C. State and local law enforcement and regulatory agencies for law enforcement and regulatory purposes.
D. Persons registered under the Controlled Substance Act (PL 91-513) for the purpose of verifying the registration of customers and practitioners.

Effect: This form was created to facilitate the submission and review of waivers under 21 USC § 823(g)(2). This does not preclude other forms of notification.

Paperwork Reduction Act Statement

Public reporting burden for completing this form is estimated to average 4 minutes per response, including the time for reviewing instructions, searching existing data sources, gathering and maintaining the data needed, and completing and reviewing the completed form.
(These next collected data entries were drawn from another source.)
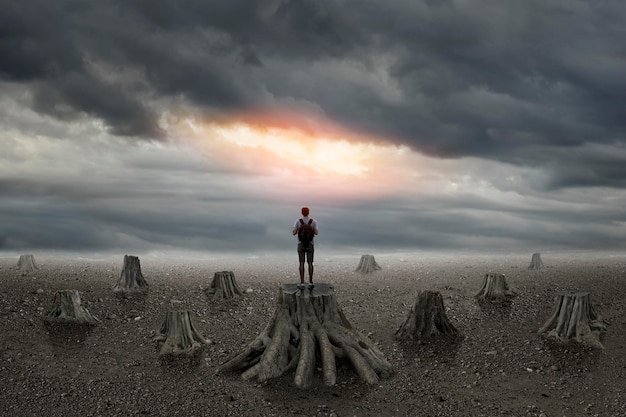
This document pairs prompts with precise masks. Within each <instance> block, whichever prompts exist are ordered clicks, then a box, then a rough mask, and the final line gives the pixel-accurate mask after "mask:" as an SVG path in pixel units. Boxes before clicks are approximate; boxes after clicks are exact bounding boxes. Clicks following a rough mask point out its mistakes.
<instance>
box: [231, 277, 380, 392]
mask: <svg viewBox="0 0 626 417" xmlns="http://www.w3.org/2000/svg"><path fill="white" fill-rule="evenodd" d="M318 358H319V360H320V362H321V369H322V374H323V380H324V384H325V385H327V386H332V385H334V384H335V383H336V379H337V370H336V369H337V362H339V361H345V362H347V363H349V364H351V365H352V367H353V368H354V369H355V370H356V372H357V374H358V375H359V377H360V378H361V379H362V380H364V381H365V382H367V383H368V384H375V383H377V382H378V381H379V378H381V377H383V378H384V377H387V376H389V375H391V373H392V369H391V365H390V364H389V362H387V360H386V359H385V358H384V356H383V354H382V352H381V351H380V350H379V349H378V347H377V346H376V345H375V344H374V343H373V342H372V341H371V340H369V339H368V338H367V337H365V336H363V335H362V334H360V333H359V332H358V331H356V330H354V329H353V328H352V326H351V325H350V323H349V322H348V320H347V319H346V317H345V315H344V314H343V312H342V310H341V308H340V307H339V306H338V305H337V303H336V300H335V292H334V288H333V287H332V286H331V285H329V284H324V283H316V284H315V287H314V288H313V289H310V290H309V289H305V290H300V289H298V287H297V286H296V284H285V285H282V286H281V287H280V289H279V294H278V306H277V308H276V311H275V312H274V315H273V317H272V318H271V320H270V322H269V323H268V324H267V326H266V327H265V329H264V330H263V332H261V334H259V335H258V336H257V338H256V339H254V340H253V341H252V342H251V343H250V344H249V345H248V347H247V348H246V349H245V350H243V351H242V352H240V353H239V354H238V355H236V356H234V357H233V358H232V359H230V360H229V361H227V362H226V363H224V364H223V365H222V366H221V367H220V368H219V371H229V370H231V371H235V370H243V371H244V372H243V374H242V377H243V378H244V379H246V380H248V379H253V378H254V379H256V380H258V381H260V382H263V381H266V380H268V379H271V378H276V377H279V376H281V375H283V374H286V373H288V372H291V371H295V376H294V383H295V385H296V386H297V387H299V388H306V387H309V386H311V384H312V383H313V376H314V372H315V369H316V368H317V366H318V364H317V360H318Z"/></svg>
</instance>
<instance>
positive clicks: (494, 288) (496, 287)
mask: <svg viewBox="0 0 626 417" xmlns="http://www.w3.org/2000/svg"><path fill="white" fill-rule="evenodd" d="M514 295H515V292H513V291H511V289H510V288H509V285H508V284H507V282H506V278H505V276H504V274H491V273H488V274H485V276H484V278H483V283H482V285H481V287H480V290H479V291H478V293H476V295H475V296H474V297H476V298H478V299H481V300H490V301H496V300H497V301H503V300H506V299H508V298H510V297H512V296H514Z"/></svg>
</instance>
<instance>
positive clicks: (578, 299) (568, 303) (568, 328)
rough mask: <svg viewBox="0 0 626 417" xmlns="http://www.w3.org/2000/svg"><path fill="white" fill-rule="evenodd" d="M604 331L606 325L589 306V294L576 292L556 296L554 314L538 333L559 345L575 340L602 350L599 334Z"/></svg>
mask: <svg viewBox="0 0 626 417" xmlns="http://www.w3.org/2000/svg"><path fill="white" fill-rule="evenodd" d="M605 331H606V323H605V321H604V320H602V319H601V318H600V316H599V314H598V313H597V311H596V309H595V308H594V307H593V305H592V304H591V297H590V295H589V293H588V292H578V293H563V294H559V295H558V296H557V298H556V301H555V308H554V312H553V313H552V315H551V316H550V318H548V320H547V321H546V323H545V324H544V325H543V327H542V328H541V329H539V331H538V333H539V334H542V335H544V336H545V337H546V338H548V339H551V340H554V341H557V342H560V343H567V342H569V341H570V340H575V341H577V342H579V343H581V344H584V345H587V346H591V347H598V348H602V349H603V348H604V346H602V343H600V334H601V333H602V332H605Z"/></svg>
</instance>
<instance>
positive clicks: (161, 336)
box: [154, 311, 210, 357]
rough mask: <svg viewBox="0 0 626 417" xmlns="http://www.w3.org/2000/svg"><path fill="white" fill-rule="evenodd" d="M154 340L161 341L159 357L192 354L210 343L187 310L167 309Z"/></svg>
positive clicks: (176, 355) (196, 352)
mask: <svg viewBox="0 0 626 417" xmlns="http://www.w3.org/2000/svg"><path fill="white" fill-rule="evenodd" d="M154 340H155V341H156V342H163V346H161V350H160V351H159V356H160V357H171V356H180V355H184V356H194V355H195V354H196V353H197V352H199V351H200V350H201V348H202V347H203V346H204V345H207V344H209V343H210V341H208V340H207V339H205V338H204V337H203V336H202V335H201V334H200V332H199V331H198V330H197V328H196V326H195V325H194V323H193V320H192V318H191V315H190V314H189V311H168V312H167V313H166V315H165V320H164V321H163V324H161V329H160V331H159V334H158V335H157V336H155V338H154Z"/></svg>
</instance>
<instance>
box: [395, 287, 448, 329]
mask: <svg viewBox="0 0 626 417" xmlns="http://www.w3.org/2000/svg"><path fill="white" fill-rule="evenodd" d="M458 335H459V332H458V330H457V329H456V328H455V327H454V326H453V325H452V323H450V320H448V316H446V309H445V307H444V306H443V298H442V297H441V293H439V292H438V291H420V292H419V293H418V294H417V298H416V299H415V304H413V306H412V307H411V310H410V311H409V314H408V315H407V318H406V320H405V321H404V323H403V324H402V325H401V326H400V327H399V328H398V330H397V331H396V334H395V337H396V339H398V340H420V339H426V338H430V337H433V336H458Z"/></svg>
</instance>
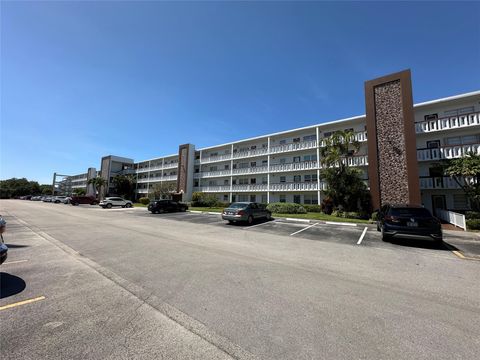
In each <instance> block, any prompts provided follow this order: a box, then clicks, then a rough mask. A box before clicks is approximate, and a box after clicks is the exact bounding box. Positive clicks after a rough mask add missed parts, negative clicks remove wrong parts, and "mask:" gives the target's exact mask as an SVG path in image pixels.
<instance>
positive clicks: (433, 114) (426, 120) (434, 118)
mask: <svg viewBox="0 0 480 360" xmlns="http://www.w3.org/2000/svg"><path fill="white" fill-rule="evenodd" d="M423 119H424V120H425V121H430V120H437V119H438V114H429V115H425V116H424V117H423Z"/></svg>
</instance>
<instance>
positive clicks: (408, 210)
mask: <svg viewBox="0 0 480 360" xmlns="http://www.w3.org/2000/svg"><path fill="white" fill-rule="evenodd" d="M390 214H391V215H392V216H402V217H407V216H412V217H431V216H432V215H431V214H430V211H428V210H427V209H424V208H393V209H391V210H390Z"/></svg>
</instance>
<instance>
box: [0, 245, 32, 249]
mask: <svg viewBox="0 0 480 360" xmlns="http://www.w3.org/2000/svg"><path fill="white" fill-rule="evenodd" d="M5 245H7V247H8V248H9V249H15V248H18V249H19V248H23V247H30V245H16V244H5Z"/></svg>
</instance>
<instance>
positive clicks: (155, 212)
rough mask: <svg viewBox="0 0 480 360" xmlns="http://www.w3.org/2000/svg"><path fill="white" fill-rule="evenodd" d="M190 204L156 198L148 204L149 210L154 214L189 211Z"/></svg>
mask: <svg viewBox="0 0 480 360" xmlns="http://www.w3.org/2000/svg"><path fill="white" fill-rule="evenodd" d="M187 209H188V205H187V204H183V203H179V202H176V201H173V200H155V201H152V202H151V203H150V204H148V211H150V212H151V213H152V214H158V213H163V212H173V211H187Z"/></svg>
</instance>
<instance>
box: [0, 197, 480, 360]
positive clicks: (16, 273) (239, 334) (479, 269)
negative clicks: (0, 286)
mask: <svg viewBox="0 0 480 360" xmlns="http://www.w3.org/2000/svg"><path fill="white" fill-rule="evenodd" d="M0 206H1V212H2V215H5V217H6V220H7V222H8V224H7V232H6V233H5V240H6V243H7V244H8V245H9V258H8V260H7V262H6V263H5V264H4V265H2V266H1V268H0V276H1V285H2V289H1V299H0V317H1V322H2V326H1V328H0V339H1V340H0V341H1V346H0V352H1V354H0V355H1V356H2V359H3V358H4V359H42V358H54V359H64V358H69V359H84V358H94V359H106V358H111V359H122V358H125V359H130V358H143V359H158V358H168V359H231V358H234V359H311V358H324V359H330V358H335V359H351V358H365V359H367V358H368V359H387V358H391V359H411V358H416V359H419V358H420V359H430V358H435V359H452V358H465V359H470V358H472V359H473V358H478V355H479V348H478V338H479V337H480V321H479V320H478V319H480V310H479V309H480V300H479V298H478V293H479V292H480V285H479V284H478V282H477V281H476V278H477V277H478V273H479V270H480V261H478V260H467V259H464V258H461V257H460V256H458V254H455V251H458V250H455V249H456V248H457V247H458V246H460V245H459V244H461V243H462V244H463V245H464V246H466V247H468V246H470V247H471V249H472V250H468V251H470V253H469V254H471V255H472V258H473V259H474V256H475V251H476V250H477V248H478V245H477V243H478V241H476V240H475V237H476V236H478V235H476V234H472V233H470V234H465V233H461V232H458V233H457V232H448V233H446V236H445V240H446V244H445V245H444V246H440V247H436V246H435V245H432V244H431V243H429V242H416V241H415V242H412V241H395V242H387V243H385V242H383V241H382V240H381V238H380V235H379V233H378V232H377V231H376V229H375V227H374V226H372V225H368V226H363V225H360V226H352V225H340V224H324V223H320V222H308V223H307V222H301V221H293V220H287V219H274V220H273V221H270V222H257V223H255V224H254V225H252V226H247V225H243V224H228V223H227V222H225V221H223V220H222V219H221V217H220V215H219V214H206V213H189V212H187V213H170V214H155V215H153V214H150V213H149V212H148V211H147V210H146V209H145V208H134V209H101V208H99V207H93V206H87V205H85V206H82V205H80V206H76V207H73V206H68V205H63V204H45V203H36V202H28V201H4V202H3V201H2V202H1V203H0ZM465 244H467V245H468V244H470V245H468V246H467V245H465ZM457 245H458V246H457ZM466 247H465V249H466ZM465 251H466V250H465ZM461 254H466V252H463V251H462V252H461ZM426 328H427V329H428V332H425V331H424V329H426Z"/></svg>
An agency may not conduct or sponsor, and a person is not required to respond to, a collection of information unless it displays a currently valid OMB control number. The OMB control number for this project is 0930-0234. Send comments regarding this burden estimate or

any other aspect of this collection of information, including suggestions for reducing this burden, to SAMHSA Reports Clearance Officer; Paperwork Reduction Project (0930-0234); 5600 Fishers Lane, 15E57B, Rockville, MD 20857.